More by Alex HidalgoWhat is Reliability Anyway?
| Author: Alex Hidalgo
When we talk about service level objectives we often focus on things like the latency or error rates of web-facing APIs. This makes sense because they’re relatively easy to measure and do represent things that are important to our users. At the end of the day we want to ensure that our computer services respond correctly and respond in a timely manner, so these sorts of measurements are a great way to think about how reliable we’re being for our users and customers.
But service levels aren’t just for computers. Before I entered the tech industry I worked in a ton of different roles and capacities, and one of the reasons service level objectives speak to me so much is that as I learned about them I realized that I had always been using them at every job I worked.
It turns out that humans in general are understanding of occasional failures or mistakes and that they’re actually very resilient to them. Nothing is ever perfect all of the time, and most people understand this – no matter what the situation actually is.

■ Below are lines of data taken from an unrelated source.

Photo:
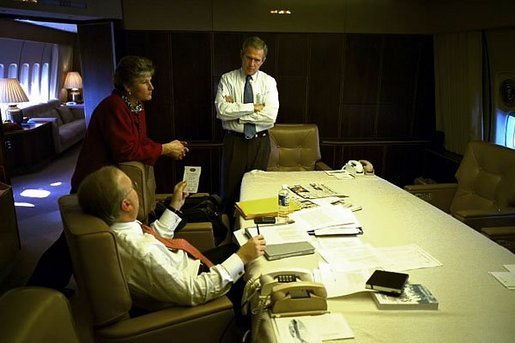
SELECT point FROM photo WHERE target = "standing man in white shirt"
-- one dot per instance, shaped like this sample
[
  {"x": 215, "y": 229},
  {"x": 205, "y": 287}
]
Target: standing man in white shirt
[
  {"x": 247, "y": 102},
  {"x": 156, "y": 274}
]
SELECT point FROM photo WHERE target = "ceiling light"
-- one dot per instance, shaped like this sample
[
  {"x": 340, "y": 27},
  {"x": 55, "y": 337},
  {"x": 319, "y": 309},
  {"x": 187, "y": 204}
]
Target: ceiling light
[{"x": 280, "y": 11}]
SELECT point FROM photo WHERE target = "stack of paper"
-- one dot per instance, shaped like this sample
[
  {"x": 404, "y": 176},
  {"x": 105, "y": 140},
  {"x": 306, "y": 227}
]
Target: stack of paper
[
  {"x": 328, "y": 220},
  {"x": 329, "y": 326},
  {"x": 266, "y": 207},
  {"x": 507, "y": 279}
]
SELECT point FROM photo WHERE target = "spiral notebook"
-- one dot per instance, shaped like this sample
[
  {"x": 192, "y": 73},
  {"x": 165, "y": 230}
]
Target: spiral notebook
[{"x": 283, "y": 250}]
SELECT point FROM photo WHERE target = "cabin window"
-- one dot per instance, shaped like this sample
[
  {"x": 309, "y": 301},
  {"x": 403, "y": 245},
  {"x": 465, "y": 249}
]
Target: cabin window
[{"x": 510, "y": 130}]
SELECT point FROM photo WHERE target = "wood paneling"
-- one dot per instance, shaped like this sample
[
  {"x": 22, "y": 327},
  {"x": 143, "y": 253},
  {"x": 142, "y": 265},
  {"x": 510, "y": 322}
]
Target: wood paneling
[{"x": 370, "y": 94}]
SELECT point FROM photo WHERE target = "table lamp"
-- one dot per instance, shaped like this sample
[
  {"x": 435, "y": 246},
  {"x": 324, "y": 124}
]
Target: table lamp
[
  {"x": 73, "y": 83},
  {"x": 12, "y": 93}
]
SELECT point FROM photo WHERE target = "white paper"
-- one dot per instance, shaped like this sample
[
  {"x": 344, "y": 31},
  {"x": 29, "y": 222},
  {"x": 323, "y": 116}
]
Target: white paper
[
  {"x": 507, "y": 279},
  {"x": 406, "y": 257},
  {"x": 324, "y": 216},
  {"x": 338, "y": 284},
  {"x": 278, "y": 234},
  {"x": 192, "y": 177},
  {"x": 328, "y": 326}
]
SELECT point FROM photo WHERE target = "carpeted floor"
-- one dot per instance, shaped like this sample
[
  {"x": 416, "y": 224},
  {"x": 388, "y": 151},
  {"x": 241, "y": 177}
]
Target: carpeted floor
[{"x": 39, "y": 221}]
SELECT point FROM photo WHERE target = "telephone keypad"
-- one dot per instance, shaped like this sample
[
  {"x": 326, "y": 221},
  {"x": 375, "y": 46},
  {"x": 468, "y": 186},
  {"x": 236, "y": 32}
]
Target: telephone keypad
[{"x": 285, "y": 278}]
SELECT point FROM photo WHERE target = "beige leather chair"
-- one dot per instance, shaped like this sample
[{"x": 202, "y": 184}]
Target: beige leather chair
[
  {"x": 199, "y": 234},
  {"x": 36, "y": 314},
  {"x": 295, "y": 147},
  {"x": 484, "y": 195},
  {"x": 103, "y": 287}
]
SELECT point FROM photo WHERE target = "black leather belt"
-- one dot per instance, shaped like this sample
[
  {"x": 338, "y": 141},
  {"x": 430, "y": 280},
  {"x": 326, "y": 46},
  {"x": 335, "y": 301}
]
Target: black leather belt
[{"x": 263, "y": 133}]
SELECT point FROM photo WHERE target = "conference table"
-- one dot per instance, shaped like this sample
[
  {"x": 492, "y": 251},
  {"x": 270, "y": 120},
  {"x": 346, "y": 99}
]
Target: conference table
[{"x": 473, "y": 305}]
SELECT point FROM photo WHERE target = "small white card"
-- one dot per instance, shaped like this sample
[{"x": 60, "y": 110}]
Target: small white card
[{"x": 192, "y": 177}]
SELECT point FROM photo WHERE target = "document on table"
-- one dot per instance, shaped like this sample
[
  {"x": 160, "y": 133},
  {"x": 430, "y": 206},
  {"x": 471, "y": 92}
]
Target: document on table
[
  {"x": 338, "y": 284},
  {"x": 325, "y": 217},
  {"x": 312, "y": 329},
  {"x": 192, "y": 177},
  {"x": 399, "y": 258},
  {"x": 406, "y": 257}
]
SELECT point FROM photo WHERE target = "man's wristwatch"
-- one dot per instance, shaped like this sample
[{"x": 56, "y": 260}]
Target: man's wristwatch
[{"x": 177, "y": 212}]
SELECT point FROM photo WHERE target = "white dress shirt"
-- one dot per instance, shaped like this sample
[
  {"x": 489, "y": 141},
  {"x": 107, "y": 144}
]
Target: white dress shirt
[
  {"x": 235, "y": 114},
  {"x": 155, "y": 273}
]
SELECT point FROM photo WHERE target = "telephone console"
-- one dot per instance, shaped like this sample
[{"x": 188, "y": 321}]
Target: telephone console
[{"x": 361, "y": 167}]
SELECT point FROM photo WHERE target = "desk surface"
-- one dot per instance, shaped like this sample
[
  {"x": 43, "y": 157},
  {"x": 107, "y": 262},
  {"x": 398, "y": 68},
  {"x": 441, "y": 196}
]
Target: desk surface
[{"x": 473, "y": 305}]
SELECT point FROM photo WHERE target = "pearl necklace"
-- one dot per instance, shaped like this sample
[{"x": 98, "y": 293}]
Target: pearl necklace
[{"x": 133, "y": 108}]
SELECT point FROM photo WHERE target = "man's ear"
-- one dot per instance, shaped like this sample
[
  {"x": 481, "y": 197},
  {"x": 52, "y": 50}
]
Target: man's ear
[{"x": 125, "y": 205}]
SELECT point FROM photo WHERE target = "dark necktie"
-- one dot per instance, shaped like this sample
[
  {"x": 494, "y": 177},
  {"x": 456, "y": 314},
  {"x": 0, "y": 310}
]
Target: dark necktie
[
  {"x": 179, "y": 244},
  {"x": 248, "y": 97}
]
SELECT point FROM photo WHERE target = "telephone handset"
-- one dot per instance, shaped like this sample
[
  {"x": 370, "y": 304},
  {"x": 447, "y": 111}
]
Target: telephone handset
[
  {"x": 298, "y": 298},
  {"x": 273, "y": 278},
  {"x": 353, "y": 167},
  {"x": 361, "y": 167}
]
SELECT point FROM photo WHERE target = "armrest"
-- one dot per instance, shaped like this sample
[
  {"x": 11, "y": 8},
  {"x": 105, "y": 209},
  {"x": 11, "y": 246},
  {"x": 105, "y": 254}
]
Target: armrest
[
  {"x": 478, "y": 219},
  {"x": 199, "y": 234},
  {"x": 499, "y": 231},
  {"x": 319, "y": 165},
  {"x": 215, "y": 317},
  {"x": 438, "y": 194}
]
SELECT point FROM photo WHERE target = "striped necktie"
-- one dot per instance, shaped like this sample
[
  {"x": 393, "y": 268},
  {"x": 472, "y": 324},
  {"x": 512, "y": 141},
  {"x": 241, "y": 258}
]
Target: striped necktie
[
  {"x": 179, "y": 244},
  {"x": 248, "y": 97}
]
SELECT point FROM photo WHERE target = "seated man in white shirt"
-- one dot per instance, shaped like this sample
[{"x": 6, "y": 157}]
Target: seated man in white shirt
[{"x": 155, "y": 273}]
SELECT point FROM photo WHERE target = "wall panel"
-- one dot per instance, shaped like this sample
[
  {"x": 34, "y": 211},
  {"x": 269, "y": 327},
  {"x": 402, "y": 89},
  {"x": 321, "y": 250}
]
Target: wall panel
[{"x": 370, "y": 94}]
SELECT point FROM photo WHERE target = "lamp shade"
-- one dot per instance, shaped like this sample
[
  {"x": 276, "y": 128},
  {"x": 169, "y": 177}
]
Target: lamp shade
[
  {"x": 11, "y": 91},
  {"x": 73, "y": 80}
]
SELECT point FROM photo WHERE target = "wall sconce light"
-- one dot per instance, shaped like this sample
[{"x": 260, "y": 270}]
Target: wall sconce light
[
  {"x": 12, "y": 93},
  {"x": 73, "y": 83}
]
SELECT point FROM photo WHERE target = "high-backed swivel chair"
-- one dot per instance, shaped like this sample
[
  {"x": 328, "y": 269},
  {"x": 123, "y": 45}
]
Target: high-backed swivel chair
[
  {"x": 103, "y": 287},
  {"x": 295, "y": 147},
  {"x": 484, "y": 195},
  {"x": 36, "y": 314}
]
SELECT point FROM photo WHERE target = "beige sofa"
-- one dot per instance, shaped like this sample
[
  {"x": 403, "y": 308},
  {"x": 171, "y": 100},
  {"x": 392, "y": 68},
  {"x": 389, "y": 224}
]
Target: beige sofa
[{"x": 68, "y": 123}]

For example, I worked at a coffee shop for a while. It was a commuter stop and I worked the opening shift. This meant I had to get there at 05:00 to open by 06:00. It was not at all uncommon for us to end up with a line of 30-40 people stretching the length of the entire store at peak times. I generally worked on the espresso bar, and we’d call out for orders down the line before customers could even get to the register to get started on the drinks. We had a system for taking orders and how to document the customizations people had for their respective drinks. But: we also knew we’d make a mistake every once in a while. Either we’d write down the order slightly wrong, or we’d just make a mistake while trying to produce and serve multiple orders per minute.
In fact, we even had a goal as a store. While we were at our busiest we had a target of only having 1 in 20 drinks returned for being somehow wrong or otherwise perceived as unsatisfactory to the customer. We actually kept track of this number over the course of our shift to figure out how we’d performed that day.

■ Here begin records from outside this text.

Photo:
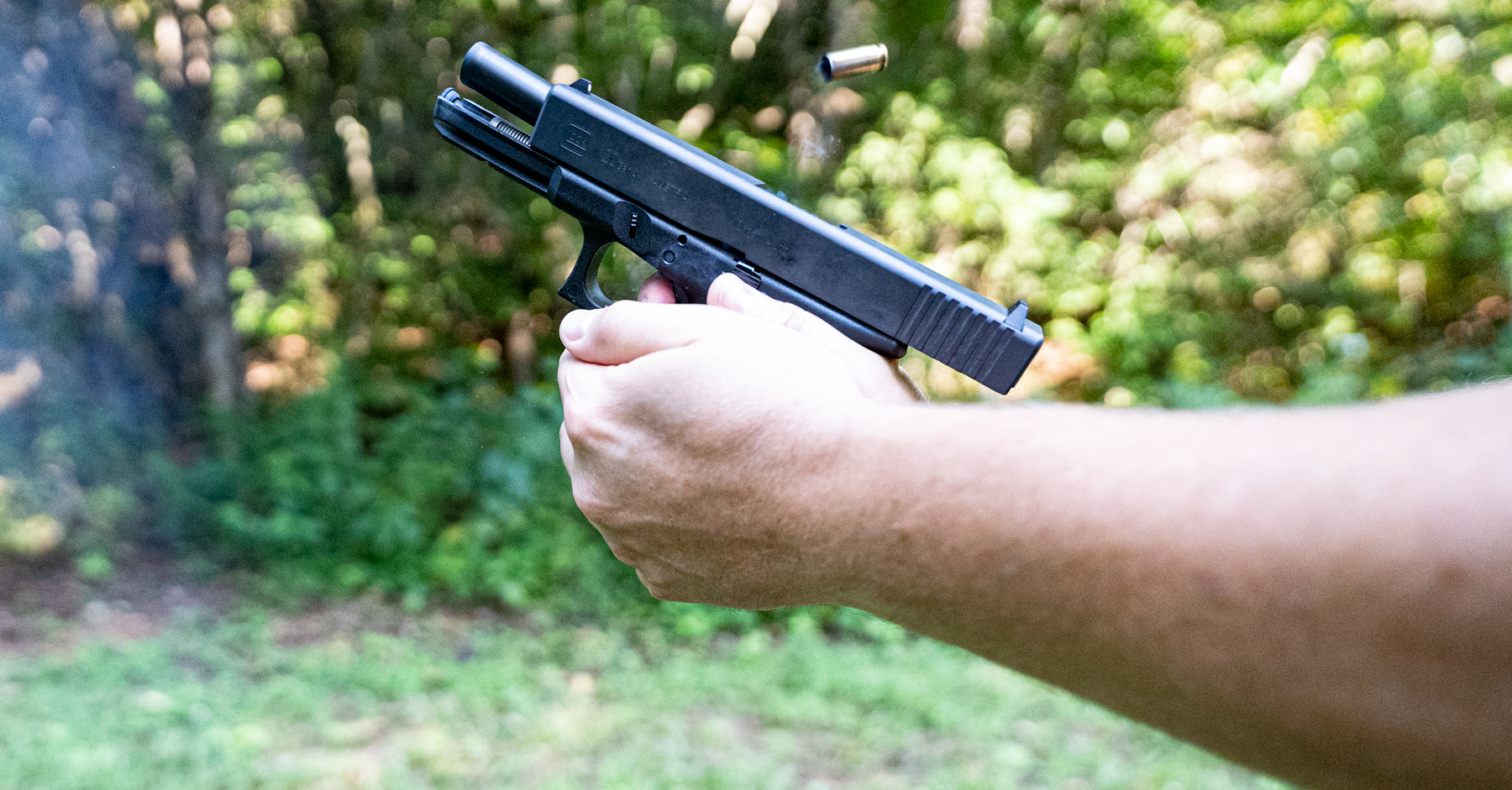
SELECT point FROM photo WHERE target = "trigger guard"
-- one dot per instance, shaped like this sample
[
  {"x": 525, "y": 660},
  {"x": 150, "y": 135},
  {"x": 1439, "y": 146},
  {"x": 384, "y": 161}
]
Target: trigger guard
[{"x": 582, "y": 285}]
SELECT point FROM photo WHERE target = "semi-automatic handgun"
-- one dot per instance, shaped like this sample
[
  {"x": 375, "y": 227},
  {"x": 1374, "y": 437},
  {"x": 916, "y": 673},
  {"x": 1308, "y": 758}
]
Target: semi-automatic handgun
[{"x": 693, "y": 217}]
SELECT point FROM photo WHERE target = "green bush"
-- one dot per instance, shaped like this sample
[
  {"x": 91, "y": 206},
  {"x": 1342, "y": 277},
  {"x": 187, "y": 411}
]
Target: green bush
[{"x": 1202, "y": 202}]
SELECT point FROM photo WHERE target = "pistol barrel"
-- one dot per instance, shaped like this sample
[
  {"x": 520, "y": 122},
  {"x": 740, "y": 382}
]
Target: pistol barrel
[{"x": 506, "y": 82}]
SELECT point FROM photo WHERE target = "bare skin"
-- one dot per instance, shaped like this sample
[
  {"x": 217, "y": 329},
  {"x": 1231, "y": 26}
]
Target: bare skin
[{"x": 1322, "y": 594}]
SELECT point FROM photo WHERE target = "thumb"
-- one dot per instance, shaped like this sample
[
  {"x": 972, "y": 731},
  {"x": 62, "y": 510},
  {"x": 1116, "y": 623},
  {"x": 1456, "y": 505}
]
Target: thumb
[
  {"x": 877, "y": 378},
  {"x": 627, "y": 331},
  {"x": 732, "y": 293}
]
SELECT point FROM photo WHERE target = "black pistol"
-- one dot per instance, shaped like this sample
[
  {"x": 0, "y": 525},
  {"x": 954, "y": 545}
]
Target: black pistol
[{"x": 696, "y": 217}]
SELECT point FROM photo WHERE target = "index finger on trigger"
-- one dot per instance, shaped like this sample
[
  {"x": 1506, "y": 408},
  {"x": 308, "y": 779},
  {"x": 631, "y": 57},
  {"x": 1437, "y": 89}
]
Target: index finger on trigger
[{"x": 627, "y": 331}]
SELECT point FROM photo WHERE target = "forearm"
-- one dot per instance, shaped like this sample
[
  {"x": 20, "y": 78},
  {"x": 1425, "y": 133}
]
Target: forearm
[{"x": 1315, "y": 593}]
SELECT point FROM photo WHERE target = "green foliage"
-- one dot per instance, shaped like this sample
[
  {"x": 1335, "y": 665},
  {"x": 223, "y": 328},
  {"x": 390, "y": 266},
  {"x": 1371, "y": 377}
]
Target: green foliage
[
  {"x": 1202, "y": 202},
  {"x": 457, "y": 494},
  {"x": 338, "y": 698}
]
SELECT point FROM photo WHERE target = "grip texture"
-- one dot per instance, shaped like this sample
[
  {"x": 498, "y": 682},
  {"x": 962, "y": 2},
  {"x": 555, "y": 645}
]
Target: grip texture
[{"x": 988, "y": 349}]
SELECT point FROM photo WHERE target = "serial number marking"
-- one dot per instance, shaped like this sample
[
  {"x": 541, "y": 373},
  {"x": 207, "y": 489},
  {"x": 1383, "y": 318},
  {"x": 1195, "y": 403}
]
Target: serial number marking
[
  {"x": 576, "y": 141},
  {"x": 616, "y": 164},
  {"x": 665, "y": 186}
]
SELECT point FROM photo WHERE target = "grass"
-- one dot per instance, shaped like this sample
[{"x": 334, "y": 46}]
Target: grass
[{"x": 362, "y": 697}]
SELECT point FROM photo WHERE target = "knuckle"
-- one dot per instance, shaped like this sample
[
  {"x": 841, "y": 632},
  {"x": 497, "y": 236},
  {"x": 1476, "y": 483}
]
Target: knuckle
[{"x": 790, "y": 316}]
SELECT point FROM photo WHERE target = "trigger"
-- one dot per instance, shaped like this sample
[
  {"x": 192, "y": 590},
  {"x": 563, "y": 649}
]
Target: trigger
[{"x": 582, "y": 285}]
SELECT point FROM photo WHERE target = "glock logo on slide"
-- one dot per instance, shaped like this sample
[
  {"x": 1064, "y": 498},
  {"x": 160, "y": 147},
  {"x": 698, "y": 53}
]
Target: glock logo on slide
[
  {"x": 576, "y": 139},
  {"x": 665, "y": 186}
]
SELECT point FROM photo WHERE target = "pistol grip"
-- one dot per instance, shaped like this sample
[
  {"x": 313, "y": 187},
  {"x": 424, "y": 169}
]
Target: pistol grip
[{"x": 582, "y": 285}]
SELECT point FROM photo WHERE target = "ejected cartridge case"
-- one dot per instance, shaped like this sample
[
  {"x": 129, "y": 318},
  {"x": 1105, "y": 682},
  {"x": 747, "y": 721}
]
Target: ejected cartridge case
[{"x": 838, "y": 65}]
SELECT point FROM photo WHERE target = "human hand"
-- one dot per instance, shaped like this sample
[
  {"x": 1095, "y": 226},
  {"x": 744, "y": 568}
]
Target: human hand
[{"x": 703, "y": 442}]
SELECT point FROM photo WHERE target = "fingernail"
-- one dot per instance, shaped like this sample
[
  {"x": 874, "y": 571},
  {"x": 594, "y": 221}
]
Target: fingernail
[
  {"x": 575, "y": 325},
  {"x": 737, "y": 293}
]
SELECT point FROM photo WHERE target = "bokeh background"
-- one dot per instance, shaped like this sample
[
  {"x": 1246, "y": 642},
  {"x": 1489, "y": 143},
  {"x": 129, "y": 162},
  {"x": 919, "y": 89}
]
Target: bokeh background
[{"x": 277, "y": 405}]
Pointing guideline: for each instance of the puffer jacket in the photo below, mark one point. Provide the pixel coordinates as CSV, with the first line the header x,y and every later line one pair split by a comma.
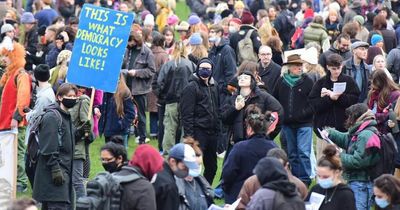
x,y
357,143
315,33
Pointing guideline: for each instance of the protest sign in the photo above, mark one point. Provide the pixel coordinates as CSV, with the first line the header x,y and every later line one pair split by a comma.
x,y
99,47
8,167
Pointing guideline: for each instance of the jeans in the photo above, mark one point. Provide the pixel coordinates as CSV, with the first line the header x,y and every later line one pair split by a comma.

And that’s a service level objective! As a coffee shop we had decided upon a 95% SLO target for customers being happy with their drink! We generally exceeded this target by a wide margin, but it was a reasonable one to track in terms of making decisions about staffing, who was working what station, how we stocked supplies behind the bar, and more.

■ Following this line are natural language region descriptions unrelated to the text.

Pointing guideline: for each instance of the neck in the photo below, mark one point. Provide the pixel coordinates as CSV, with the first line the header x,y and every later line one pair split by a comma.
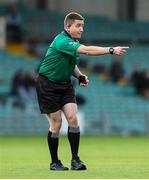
x,y
69,35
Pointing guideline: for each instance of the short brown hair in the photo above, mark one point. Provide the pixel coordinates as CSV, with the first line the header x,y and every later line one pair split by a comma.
x,y
71,17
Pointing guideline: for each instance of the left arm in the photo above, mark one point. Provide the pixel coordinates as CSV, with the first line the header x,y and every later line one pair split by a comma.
x,y
77,72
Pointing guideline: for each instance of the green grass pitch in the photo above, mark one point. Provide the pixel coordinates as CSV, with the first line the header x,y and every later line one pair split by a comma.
x,y
105,157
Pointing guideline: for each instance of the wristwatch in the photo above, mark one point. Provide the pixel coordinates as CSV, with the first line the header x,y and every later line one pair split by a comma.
x,y
111,50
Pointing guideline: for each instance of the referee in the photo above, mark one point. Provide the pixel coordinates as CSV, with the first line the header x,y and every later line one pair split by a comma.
x,y
54,88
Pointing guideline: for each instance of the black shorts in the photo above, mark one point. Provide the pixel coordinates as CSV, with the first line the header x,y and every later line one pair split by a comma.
x,y
53,96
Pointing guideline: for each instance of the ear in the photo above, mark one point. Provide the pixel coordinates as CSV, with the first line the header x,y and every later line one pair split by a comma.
x,y
67,29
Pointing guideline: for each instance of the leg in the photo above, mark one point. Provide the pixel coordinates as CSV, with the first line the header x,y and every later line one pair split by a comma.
x,y
55,122
70,111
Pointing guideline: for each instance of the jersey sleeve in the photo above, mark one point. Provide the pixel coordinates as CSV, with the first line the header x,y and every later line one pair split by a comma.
x,y
68,46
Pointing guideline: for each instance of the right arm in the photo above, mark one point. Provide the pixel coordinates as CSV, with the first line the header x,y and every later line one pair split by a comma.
x,y
96,50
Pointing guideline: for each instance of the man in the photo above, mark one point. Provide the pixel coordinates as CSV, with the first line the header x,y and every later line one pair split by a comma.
x,y
55,91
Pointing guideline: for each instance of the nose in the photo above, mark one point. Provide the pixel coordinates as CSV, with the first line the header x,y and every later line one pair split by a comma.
x,y
81,29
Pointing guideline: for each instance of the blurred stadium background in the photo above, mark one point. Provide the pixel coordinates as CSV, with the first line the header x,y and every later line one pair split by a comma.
x,y
105,107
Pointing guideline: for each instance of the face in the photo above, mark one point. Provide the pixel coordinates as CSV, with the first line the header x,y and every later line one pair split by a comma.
x,y
76,29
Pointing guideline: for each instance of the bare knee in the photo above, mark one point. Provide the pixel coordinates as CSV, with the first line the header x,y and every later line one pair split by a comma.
x,y
72,120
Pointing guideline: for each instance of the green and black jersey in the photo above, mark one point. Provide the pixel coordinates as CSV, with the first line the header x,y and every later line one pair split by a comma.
x,y
60,59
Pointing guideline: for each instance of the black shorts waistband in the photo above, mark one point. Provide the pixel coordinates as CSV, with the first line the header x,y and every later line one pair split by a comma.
x,y
58,83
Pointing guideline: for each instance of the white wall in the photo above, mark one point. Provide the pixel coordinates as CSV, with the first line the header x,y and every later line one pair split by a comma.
x,y
142,10
97,7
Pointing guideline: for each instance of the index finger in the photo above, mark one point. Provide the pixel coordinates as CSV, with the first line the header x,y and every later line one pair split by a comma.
x,y
125,47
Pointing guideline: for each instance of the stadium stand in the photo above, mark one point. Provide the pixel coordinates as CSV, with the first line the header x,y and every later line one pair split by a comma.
x,y
109,108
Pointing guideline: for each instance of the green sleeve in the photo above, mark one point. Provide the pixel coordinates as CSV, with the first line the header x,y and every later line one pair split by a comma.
x,y
68,46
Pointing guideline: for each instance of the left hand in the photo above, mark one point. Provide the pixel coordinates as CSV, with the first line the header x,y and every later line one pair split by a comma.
x,y
120,50
83,80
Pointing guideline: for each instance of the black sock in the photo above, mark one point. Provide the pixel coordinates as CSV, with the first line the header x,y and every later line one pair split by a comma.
x,y
74,139
53,145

When I worked at a dive bar we didn’t have any formalized SLOs, but I did have my own. I had goals that I intended to greet every customer within a minute and that they’d have a drink in front of them within two minutes. I didn’t actually measure any of this with a stopwatch or anything, but it was something I constantly kept in mind while I was working. These goals were easy to reach on most weeknights, but on busy weekend evenings they could sometimes be difficult to achieve.
I knew that if I hit my goals often enough – even on busy nights – I’d get tipped well, would have a good night, and that most of those customers would return. But I also knew that if it was particularly busy I just wouldn’t be able to actually greet every customer in time or deliver them their drink within that time window. However, it turns out that was just fine! I didn’t have an actual percentage in mind while I looked towards these targets, but this was still a service level objective. It was literally an objective for the level of service I was trying to achieve for my customers.
The point is the service level objectives are actually a very natural way of thinking about things. They’re not in any way unique to computer services. Almost everyone that provides a service to someone else sets reasonable targets for themselves. It doesn’t matter what industry you’re in or what the service looks like. Occasionally failing, making a mistake, or missing a target is a thing humans are cool with. And that’s why it makes so much sense to apply this same sensibility to our computer services.
No one needs anyone else to be perfect. Embrace occasional failure and make sure you’re aiming to be the right amount of reliable for your customers and your business while allowing your teams to make mistakes and your services to sometimes fail. After all, it’s inevitable that this will happen.